1. De vrijstelling of verlaging van rechten, zegelrechten, griffie- of registratierechten waarin bij de wetgeving van een Lid-Staat is voorzien voor bescheiden of documenten welke ter uitvoering van de wetgeving van deze Staat dienen te worden overgelegd, geldt eveneens voor overeenkomstige bescheiden of documenten welke ter uitvoering van de wetgeving van een andere Lid-Staat of van deze verordening dienen te worden overgelegd.
2. Alle akten, documenten of bescheiden van welke aard dan ook welke voor de toepassing van deze verordening dienen te worden overgelegd, zijn vrijgesteld van legalisatie door diplomatieke of consulaire autoriteiten.
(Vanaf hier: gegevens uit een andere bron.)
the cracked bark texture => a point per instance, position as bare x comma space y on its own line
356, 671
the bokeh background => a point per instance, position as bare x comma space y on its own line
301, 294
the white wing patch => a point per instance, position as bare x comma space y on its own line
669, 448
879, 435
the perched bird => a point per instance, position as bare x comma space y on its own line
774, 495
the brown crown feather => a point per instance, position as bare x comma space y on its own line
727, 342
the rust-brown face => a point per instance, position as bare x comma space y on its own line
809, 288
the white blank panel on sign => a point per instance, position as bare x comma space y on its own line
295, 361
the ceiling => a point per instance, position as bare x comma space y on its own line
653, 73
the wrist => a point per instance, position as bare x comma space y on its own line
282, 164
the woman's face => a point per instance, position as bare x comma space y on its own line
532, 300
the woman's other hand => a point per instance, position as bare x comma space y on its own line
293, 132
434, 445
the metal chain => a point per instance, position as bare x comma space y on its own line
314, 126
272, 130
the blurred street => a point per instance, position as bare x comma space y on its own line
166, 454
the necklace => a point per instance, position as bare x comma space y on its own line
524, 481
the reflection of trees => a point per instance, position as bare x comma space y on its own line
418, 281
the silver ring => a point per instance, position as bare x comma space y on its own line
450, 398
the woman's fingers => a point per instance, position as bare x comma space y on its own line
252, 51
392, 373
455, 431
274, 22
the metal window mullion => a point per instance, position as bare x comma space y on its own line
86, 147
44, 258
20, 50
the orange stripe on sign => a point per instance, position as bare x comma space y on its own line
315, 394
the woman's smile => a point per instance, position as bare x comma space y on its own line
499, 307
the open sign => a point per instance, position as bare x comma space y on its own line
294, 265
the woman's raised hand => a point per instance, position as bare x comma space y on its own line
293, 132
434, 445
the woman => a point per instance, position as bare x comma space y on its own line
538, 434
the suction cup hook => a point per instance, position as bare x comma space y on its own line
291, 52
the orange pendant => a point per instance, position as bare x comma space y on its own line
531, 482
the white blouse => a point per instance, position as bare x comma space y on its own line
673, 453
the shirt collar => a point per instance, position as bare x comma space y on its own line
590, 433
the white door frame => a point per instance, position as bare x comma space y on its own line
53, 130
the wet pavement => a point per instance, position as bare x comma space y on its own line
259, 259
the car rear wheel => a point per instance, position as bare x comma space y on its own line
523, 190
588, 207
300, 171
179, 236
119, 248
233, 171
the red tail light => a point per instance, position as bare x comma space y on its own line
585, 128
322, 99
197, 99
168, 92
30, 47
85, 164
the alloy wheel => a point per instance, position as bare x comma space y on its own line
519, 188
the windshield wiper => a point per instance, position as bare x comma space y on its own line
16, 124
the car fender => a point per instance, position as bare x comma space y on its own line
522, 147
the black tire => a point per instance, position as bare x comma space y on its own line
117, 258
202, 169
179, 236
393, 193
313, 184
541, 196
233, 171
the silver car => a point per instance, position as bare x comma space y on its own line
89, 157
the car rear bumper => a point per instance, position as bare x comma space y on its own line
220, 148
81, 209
3. Een elektronische mededeling die onder naleving van de bepalingen van deze verordening en de toepassingsverordening door een orgaan is verstuurd, mag vanaf het moment dat het ontvangende orgaan heeft verklaard elektronische mededelingen te kunnen ontvangen door geen enkele autoriteit of door geen enkel orgaan van een andere lidstaat geweigerd worden op grond van het feit dat deze mededeling via elektronische weg werd ontvangen. Het reproduceren en opslaan van deze mededelingen wordt geacht een juiste en nauwkeurige weergave te leveren van het originele document of van de informatie waarop dat betrekking heeft, tenzij het tegendeel is bewezen.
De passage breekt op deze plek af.